‘City of Immigrants’ rallies against Trump

January 29, 2017

New York City–The opposition here to President Trump’s orders on immigration was fierce and rapid. The same night they were announced, Jan. 25, over a thousand people rallied in historic Washington Square Park. We held up signs proclaiming solidarity with Muslim people and all immigrants. Several New York elected officials spoke out against the new orders and the Council on American-Islamic Relations played a major role in the protest. People chanted, “This is what America looks like.”

After the rally people took to the streets and headed uptown. Over 20 were arrested, thrown to the ground and cuffed. All were later released.
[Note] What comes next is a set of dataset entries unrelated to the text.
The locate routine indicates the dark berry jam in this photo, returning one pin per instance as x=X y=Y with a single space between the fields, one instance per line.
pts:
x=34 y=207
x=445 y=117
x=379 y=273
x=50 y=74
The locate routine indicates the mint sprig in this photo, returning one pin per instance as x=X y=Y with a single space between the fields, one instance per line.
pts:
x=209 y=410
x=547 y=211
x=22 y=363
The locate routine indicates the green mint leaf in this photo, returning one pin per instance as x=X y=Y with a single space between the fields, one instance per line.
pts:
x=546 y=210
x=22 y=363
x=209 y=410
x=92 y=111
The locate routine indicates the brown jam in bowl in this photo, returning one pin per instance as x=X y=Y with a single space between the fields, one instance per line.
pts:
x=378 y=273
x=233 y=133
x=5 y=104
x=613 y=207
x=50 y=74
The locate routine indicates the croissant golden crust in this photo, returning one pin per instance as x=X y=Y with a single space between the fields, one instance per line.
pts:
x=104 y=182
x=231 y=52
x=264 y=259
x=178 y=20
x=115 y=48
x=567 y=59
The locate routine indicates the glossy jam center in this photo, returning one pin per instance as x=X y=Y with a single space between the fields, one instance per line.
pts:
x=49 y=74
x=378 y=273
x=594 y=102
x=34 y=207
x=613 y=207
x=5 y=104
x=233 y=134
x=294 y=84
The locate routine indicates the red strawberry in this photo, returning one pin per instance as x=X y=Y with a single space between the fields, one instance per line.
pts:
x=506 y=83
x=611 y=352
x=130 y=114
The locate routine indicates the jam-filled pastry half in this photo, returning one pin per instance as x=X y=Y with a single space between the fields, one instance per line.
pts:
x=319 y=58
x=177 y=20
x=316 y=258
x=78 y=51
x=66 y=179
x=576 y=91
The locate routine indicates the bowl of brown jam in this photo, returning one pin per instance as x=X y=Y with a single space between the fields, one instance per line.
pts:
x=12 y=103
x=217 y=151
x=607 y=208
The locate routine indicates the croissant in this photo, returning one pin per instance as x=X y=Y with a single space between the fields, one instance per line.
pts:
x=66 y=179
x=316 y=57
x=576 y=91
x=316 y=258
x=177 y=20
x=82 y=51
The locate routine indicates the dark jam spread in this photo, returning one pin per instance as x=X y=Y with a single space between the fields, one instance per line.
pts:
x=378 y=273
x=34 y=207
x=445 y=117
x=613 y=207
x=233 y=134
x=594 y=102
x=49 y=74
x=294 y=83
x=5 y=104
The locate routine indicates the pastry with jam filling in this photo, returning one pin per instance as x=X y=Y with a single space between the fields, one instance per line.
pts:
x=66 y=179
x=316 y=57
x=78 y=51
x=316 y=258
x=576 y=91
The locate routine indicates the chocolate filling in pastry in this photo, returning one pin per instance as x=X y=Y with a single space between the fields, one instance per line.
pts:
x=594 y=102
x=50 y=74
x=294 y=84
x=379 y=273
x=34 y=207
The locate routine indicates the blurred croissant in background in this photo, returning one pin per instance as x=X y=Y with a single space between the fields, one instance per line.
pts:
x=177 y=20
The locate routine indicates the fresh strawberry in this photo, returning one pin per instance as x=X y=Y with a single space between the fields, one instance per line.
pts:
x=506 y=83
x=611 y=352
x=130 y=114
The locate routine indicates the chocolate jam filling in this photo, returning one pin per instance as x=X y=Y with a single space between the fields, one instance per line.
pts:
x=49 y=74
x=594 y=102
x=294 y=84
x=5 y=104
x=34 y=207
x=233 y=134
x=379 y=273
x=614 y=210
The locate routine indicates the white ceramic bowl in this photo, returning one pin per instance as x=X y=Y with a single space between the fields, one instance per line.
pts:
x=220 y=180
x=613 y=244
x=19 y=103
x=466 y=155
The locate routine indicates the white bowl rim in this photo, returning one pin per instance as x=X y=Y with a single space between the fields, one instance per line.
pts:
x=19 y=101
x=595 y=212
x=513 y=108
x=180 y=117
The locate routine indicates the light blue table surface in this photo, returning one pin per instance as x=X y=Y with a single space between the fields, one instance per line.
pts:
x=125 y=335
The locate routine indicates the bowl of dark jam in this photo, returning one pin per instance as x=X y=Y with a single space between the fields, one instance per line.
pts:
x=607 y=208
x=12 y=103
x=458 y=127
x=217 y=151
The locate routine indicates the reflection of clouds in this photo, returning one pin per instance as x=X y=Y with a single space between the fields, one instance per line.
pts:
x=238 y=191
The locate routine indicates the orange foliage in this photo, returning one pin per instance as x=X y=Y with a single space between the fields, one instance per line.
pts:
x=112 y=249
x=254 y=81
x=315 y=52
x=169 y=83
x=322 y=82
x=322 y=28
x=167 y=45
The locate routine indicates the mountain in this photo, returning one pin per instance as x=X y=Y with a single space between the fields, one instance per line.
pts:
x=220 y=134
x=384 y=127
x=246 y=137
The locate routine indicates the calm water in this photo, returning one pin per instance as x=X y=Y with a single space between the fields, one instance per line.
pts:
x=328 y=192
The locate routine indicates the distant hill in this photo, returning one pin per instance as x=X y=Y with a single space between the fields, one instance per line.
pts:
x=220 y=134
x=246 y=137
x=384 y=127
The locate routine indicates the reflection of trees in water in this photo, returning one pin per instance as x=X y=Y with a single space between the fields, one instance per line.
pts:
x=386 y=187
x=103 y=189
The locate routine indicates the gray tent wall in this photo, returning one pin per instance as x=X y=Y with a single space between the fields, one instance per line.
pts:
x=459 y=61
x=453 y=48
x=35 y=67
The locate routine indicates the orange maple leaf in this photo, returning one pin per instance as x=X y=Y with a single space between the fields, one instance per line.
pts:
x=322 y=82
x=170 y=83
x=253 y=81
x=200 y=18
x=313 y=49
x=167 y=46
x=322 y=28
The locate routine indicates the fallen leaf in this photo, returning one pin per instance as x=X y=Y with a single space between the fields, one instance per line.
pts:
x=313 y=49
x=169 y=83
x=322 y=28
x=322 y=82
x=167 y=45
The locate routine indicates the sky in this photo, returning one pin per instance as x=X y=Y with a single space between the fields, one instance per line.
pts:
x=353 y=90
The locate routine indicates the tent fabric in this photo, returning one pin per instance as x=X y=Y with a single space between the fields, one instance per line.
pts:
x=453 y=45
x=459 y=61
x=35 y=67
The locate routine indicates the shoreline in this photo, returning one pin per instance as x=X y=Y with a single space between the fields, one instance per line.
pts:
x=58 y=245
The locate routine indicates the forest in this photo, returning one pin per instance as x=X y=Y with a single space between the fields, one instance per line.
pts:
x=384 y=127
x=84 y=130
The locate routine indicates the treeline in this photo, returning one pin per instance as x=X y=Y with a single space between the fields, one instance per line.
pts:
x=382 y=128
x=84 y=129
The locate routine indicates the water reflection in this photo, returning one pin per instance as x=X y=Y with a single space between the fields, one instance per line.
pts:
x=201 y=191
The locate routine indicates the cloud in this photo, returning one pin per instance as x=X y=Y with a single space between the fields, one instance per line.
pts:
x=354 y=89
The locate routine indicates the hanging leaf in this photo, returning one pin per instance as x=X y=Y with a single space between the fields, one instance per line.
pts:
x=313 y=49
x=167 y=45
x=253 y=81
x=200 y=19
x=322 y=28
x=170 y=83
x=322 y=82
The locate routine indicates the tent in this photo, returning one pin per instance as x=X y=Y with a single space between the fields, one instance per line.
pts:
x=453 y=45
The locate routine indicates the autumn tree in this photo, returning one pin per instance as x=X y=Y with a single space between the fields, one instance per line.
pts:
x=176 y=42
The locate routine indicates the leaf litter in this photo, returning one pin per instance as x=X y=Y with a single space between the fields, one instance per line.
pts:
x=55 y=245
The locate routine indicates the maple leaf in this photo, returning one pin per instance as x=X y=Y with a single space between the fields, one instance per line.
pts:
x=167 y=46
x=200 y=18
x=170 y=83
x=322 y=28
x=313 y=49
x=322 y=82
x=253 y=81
Then, on Jan. 27 thousands assembled at John F. Kennedy airport to protest the immigration ban and to support several Iraqi citizens detained after landing. The crowd was so big that it filled one of the main international terminals. The subway link with the rest of New York was temporarily shut down to prevent people from getting to the airport, a decision overturned by Governor Cuomo.

Cabbies at the airport announced a one-hour strike in support of the immigrants and Lyft, a car service, pledged a million dollars to the ACLU to fight the immigration orders. Scandalously, however, Uber car service acted like a strikebreaker, picking up passengers in defiance of the call for a strike. The cab drivers chanted “No hate, no fear, immigrants are welcome here.”
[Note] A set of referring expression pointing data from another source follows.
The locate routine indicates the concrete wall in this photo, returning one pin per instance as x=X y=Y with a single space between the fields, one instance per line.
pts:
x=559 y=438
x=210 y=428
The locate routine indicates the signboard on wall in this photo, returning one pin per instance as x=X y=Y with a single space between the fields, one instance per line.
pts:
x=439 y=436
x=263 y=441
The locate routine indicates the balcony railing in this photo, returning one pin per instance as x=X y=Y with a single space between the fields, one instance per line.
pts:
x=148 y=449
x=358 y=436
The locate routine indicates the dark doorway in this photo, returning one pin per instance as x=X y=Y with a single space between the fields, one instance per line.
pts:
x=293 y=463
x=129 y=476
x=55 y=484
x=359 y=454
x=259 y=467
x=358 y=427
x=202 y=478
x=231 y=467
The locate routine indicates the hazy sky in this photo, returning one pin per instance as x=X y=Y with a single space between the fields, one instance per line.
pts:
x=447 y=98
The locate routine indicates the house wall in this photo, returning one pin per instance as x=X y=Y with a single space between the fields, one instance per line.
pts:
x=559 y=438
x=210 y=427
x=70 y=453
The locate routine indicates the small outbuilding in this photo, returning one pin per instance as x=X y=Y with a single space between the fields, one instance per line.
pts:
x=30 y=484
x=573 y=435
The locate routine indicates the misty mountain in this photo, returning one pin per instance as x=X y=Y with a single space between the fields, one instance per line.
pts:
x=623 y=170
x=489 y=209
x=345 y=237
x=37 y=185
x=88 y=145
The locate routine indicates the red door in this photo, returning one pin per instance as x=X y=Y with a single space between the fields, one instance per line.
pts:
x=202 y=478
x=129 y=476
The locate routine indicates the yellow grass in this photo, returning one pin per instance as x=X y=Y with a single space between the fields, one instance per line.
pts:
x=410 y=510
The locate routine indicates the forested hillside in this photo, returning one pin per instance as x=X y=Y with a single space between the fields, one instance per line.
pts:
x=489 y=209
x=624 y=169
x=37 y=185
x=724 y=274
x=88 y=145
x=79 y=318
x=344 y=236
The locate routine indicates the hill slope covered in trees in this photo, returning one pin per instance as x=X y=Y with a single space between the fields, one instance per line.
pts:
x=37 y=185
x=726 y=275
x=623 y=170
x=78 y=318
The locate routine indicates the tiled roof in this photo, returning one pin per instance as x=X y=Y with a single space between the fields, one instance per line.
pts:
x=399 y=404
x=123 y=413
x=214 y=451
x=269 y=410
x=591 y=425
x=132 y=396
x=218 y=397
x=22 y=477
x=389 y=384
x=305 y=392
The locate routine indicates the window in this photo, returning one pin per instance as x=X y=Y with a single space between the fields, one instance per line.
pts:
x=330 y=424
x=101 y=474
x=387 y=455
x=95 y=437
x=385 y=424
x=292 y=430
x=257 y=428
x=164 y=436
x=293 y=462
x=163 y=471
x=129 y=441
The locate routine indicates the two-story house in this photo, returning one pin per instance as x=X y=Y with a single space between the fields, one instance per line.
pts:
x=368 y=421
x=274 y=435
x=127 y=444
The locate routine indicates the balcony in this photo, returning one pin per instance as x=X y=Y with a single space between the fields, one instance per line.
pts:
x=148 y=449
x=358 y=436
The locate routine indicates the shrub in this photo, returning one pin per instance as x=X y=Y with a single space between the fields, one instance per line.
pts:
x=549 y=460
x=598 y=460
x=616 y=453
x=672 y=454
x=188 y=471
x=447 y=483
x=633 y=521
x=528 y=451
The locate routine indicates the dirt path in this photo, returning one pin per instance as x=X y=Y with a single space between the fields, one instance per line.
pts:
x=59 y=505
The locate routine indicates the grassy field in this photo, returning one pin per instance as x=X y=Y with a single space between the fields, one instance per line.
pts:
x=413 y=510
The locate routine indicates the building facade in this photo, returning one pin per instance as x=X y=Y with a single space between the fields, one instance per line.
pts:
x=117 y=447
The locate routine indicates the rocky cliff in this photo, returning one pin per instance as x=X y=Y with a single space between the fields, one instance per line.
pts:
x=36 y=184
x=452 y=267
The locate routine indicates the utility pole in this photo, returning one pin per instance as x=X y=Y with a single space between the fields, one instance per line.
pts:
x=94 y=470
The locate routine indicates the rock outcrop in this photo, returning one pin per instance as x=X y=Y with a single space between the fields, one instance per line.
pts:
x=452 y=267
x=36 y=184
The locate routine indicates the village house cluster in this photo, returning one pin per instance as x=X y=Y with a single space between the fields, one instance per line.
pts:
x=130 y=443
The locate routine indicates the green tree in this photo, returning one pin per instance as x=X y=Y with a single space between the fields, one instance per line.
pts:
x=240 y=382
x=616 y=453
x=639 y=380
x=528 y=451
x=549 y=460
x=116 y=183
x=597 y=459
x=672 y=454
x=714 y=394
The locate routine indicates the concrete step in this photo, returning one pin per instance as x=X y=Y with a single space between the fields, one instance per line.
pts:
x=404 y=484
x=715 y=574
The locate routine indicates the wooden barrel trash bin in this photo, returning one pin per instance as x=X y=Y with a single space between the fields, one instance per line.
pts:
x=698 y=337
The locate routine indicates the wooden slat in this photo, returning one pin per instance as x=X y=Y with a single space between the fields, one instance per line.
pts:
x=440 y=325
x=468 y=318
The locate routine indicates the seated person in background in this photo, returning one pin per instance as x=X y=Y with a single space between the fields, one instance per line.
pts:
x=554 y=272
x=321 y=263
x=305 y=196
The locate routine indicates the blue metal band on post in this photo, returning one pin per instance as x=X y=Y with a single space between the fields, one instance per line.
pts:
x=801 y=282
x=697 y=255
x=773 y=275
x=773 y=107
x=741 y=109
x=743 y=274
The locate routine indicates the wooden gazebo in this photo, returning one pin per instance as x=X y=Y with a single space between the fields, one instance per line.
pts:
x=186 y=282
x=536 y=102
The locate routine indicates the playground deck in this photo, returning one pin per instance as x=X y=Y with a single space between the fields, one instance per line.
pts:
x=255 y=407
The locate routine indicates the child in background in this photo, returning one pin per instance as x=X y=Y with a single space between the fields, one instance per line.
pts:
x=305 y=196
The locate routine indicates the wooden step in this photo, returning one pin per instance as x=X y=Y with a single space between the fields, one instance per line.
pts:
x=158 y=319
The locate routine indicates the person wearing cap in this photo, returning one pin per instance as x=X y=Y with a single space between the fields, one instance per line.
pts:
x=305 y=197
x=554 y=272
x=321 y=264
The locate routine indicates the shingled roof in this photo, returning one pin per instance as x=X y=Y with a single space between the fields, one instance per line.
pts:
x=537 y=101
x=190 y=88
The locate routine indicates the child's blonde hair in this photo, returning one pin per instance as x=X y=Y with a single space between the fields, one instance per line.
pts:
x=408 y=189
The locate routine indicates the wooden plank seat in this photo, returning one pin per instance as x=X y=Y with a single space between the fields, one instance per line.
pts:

At the same time, a Brooklyn federal courtroom and halls leading to it were packed with opponents of the ban and a federal judge put a stop to parts of Trump’s order, at least temporarily. Then, on Jan. 29, in response to a citywide call to stand with immigrants, sponsored by many immigrant rights organizations and politicians, over 10,000 people rallied in lower Manhattan with plans to march on the local office of the immigration department. Further protests are a certainty.